Gotthard Deuse heißt der Bürgermeister von Mügeln. In Mügeln hatte kürzlich ein angetrunkener Haufen (Hobby-)Schläger ein paar Inder ein wenig durch die Stadt gejagt. Dabei soll der eine oder andere Inder wohl ein wenig zu Schaden gekommen sein. So könnte es Herr Deuse formulieren. Jedenfalls wehrt er sich gegen Vorwürfe seine Stadt sei nazimäßig unterwegs. Das hatten unter anderem "Virgina Jetzt" anklingen lassen, die bei einem Protestkonzert vor ein paar Tagen einige viele, für Friedens- oder Linksaktivisten unübliche, Zwischenrufe bemerkten.

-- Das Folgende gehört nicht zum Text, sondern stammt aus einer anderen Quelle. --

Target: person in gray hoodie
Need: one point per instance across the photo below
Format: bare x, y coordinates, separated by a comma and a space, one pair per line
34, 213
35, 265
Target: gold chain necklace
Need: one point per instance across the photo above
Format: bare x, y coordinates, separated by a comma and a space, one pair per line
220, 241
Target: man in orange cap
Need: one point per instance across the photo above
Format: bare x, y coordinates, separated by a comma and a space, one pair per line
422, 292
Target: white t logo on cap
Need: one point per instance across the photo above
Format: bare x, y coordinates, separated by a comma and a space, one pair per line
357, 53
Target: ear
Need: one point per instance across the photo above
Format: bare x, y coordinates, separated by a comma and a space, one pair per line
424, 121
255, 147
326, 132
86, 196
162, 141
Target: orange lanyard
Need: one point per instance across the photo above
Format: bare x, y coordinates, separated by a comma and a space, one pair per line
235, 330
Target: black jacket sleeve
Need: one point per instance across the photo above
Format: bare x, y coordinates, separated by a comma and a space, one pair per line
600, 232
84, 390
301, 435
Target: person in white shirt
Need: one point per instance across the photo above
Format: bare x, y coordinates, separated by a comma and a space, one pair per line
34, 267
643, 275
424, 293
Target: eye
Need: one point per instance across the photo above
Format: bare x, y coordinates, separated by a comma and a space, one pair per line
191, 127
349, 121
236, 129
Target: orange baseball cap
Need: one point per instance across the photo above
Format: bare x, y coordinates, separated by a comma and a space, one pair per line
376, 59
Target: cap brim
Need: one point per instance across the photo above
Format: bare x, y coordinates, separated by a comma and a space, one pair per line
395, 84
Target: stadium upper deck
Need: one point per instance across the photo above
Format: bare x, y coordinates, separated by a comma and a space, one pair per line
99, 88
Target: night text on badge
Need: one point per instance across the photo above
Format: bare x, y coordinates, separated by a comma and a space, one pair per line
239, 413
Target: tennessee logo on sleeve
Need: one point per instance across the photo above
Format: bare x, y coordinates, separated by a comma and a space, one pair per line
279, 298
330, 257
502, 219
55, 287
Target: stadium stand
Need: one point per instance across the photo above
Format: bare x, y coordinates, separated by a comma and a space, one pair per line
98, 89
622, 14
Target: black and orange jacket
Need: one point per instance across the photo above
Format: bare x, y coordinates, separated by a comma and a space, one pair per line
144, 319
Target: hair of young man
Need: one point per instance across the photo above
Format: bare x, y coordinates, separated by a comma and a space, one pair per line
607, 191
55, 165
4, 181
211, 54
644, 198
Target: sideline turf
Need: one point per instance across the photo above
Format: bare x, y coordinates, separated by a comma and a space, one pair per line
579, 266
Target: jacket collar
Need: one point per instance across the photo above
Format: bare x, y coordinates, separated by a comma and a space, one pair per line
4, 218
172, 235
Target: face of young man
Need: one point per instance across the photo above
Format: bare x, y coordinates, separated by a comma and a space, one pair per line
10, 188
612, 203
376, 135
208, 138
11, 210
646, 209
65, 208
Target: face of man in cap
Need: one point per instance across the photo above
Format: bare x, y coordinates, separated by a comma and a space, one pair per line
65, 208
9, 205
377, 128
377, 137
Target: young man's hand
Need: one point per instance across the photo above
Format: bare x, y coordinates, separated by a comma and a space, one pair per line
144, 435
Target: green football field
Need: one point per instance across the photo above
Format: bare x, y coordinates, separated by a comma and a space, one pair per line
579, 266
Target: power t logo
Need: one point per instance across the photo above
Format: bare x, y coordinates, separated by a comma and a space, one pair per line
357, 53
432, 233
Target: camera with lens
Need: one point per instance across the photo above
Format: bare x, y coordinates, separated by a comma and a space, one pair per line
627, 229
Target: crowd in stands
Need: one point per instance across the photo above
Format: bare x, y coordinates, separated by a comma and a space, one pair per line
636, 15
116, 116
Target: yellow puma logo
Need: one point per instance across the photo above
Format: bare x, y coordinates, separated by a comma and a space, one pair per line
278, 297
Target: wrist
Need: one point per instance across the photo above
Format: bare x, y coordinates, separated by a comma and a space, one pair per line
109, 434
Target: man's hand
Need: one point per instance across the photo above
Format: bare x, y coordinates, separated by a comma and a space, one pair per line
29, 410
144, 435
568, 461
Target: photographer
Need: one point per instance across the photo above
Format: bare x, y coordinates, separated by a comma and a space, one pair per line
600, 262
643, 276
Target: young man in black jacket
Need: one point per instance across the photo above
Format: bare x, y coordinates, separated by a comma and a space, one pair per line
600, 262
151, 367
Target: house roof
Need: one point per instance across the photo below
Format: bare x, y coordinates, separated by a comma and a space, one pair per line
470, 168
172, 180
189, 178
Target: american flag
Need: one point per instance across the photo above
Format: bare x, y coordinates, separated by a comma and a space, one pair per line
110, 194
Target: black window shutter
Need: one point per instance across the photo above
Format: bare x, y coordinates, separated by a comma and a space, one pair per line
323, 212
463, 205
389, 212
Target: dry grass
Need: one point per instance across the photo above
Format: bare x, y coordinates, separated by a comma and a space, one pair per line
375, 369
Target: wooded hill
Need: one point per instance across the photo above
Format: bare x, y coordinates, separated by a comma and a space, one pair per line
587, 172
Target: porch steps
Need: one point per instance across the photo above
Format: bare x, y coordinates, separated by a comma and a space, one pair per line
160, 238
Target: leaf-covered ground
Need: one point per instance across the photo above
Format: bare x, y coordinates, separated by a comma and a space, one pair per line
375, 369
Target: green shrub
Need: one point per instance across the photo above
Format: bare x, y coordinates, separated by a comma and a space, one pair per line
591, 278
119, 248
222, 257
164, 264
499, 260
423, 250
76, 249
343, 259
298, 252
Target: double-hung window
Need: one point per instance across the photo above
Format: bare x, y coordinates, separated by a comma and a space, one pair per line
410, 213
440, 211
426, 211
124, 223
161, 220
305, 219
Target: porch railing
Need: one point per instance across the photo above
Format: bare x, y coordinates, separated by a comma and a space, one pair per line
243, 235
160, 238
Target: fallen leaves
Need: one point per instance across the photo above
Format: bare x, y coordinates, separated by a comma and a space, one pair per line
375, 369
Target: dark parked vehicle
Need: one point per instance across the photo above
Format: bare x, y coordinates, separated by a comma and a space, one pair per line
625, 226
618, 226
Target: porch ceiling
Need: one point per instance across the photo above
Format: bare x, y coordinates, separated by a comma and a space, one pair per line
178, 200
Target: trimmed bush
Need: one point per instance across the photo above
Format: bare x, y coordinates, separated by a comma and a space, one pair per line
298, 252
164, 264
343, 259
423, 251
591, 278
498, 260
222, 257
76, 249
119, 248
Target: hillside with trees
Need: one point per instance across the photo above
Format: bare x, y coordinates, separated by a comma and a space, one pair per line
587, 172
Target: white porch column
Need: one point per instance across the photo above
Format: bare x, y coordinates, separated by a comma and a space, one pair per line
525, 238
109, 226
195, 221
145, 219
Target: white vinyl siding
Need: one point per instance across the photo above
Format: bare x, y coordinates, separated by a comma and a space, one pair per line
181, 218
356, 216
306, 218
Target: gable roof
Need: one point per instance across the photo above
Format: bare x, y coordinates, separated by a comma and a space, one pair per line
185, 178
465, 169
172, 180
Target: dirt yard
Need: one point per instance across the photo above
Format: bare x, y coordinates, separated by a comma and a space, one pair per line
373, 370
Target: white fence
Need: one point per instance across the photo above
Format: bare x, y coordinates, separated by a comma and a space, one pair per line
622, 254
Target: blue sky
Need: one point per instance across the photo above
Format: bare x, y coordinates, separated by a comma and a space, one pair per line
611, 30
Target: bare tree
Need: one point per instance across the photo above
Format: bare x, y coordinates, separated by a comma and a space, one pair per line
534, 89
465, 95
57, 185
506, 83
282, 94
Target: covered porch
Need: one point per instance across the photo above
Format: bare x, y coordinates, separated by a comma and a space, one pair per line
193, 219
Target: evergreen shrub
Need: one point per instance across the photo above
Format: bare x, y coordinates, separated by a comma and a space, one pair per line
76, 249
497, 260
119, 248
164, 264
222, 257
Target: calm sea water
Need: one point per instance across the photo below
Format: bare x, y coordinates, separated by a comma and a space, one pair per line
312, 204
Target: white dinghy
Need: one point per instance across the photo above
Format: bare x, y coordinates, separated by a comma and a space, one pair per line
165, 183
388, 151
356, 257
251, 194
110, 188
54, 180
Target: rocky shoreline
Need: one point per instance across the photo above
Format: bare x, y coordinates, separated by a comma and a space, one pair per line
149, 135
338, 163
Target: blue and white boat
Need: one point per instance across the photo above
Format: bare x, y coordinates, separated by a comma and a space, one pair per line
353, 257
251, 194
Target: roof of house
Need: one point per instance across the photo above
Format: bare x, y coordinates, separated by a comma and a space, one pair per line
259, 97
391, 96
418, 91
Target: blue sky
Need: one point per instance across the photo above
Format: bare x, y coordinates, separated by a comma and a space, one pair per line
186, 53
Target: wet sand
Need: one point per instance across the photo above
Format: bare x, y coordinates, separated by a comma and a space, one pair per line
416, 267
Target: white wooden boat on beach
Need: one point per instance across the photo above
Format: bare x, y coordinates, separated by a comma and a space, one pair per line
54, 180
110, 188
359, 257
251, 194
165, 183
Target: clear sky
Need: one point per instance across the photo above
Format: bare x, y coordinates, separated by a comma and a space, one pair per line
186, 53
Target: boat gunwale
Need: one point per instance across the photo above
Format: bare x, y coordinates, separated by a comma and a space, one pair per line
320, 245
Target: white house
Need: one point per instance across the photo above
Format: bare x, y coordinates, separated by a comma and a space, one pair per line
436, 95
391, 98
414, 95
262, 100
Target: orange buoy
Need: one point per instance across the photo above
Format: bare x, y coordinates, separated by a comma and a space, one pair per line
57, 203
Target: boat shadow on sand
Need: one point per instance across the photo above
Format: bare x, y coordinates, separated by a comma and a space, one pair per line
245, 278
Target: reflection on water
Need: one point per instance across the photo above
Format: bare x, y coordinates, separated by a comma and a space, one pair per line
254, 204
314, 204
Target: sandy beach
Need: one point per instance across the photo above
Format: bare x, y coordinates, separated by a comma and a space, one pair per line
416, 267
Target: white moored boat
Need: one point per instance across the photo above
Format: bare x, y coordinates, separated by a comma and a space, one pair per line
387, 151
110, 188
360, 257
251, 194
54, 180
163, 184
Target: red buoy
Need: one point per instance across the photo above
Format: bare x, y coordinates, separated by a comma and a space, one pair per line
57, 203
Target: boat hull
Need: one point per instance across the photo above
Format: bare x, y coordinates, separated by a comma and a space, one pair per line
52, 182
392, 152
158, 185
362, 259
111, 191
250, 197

Als der Bürgermeister dann die Schnitzeljagd als unbedeutenden Zwischenfall abwiegeln wollte, verließen Virgina Jetzt die Bühne (nach dem zweiten Song).

Liberal wie Gotthard Deuse (FDP) ist, kann er Vorwürfe wie diese natürlich nicht auf sich sitzen lassen, er kontert sehr interessant. Diese ganze Debatte sei darauf begründet zu: „Urteilen, ohne die Fakten zu kennen!" Et en plus: "Diese Definition passt auch auf Mügeln, insofern sehe ich Mügeln in der Tat als neues Sebnitz.“

Aha. In Sebnitz war anno 2000 übrigens ein 6-jähriger Junge von (wohl) Rechtsradikalen im Freibad ertränkt worden. Hm. Der Mann hat jedenfalls die richtige Kategorie getroffen. Sinnlose Gewalt gegen Unschuldige in Unterzahl. Komisch ist aber die gewählte Formulierung: Mügeln sei ein neues Sebnitz. Das klingt ein bisschen wie: "Mügeln darf kein neues Versailles werden!" oder auch "Seit gestern wird zurückgeschmissen!". Aber diese Rhetorik kommt unter Umständen nicht ganz von ungefähr und erfreut sich in der "Jungen Freiheit" eventuell bester Gesellschaft. (Aber eben nur rein hypothetisch, also theoretisch, solche Dinge kann man ja nicht Ernst meinen, alles nur bloße Überlegung). Herr Deuse hielt es nämlich für angebracht, dieses Medium zu wählen um die Unschuld seiner Ortschaft klarzustellen. (Zu seiner Verteidigung: er spricht sich darin klar gegen Gewalt aus, hält es aber für möglich, dass die Inder ihren Teil zur Schnitzeljagd beigetragen hätten. Also selbst bisschen Schuld, aber halt nicht angemessen zum Ausdruck gebracht von seinen Ortskameraden)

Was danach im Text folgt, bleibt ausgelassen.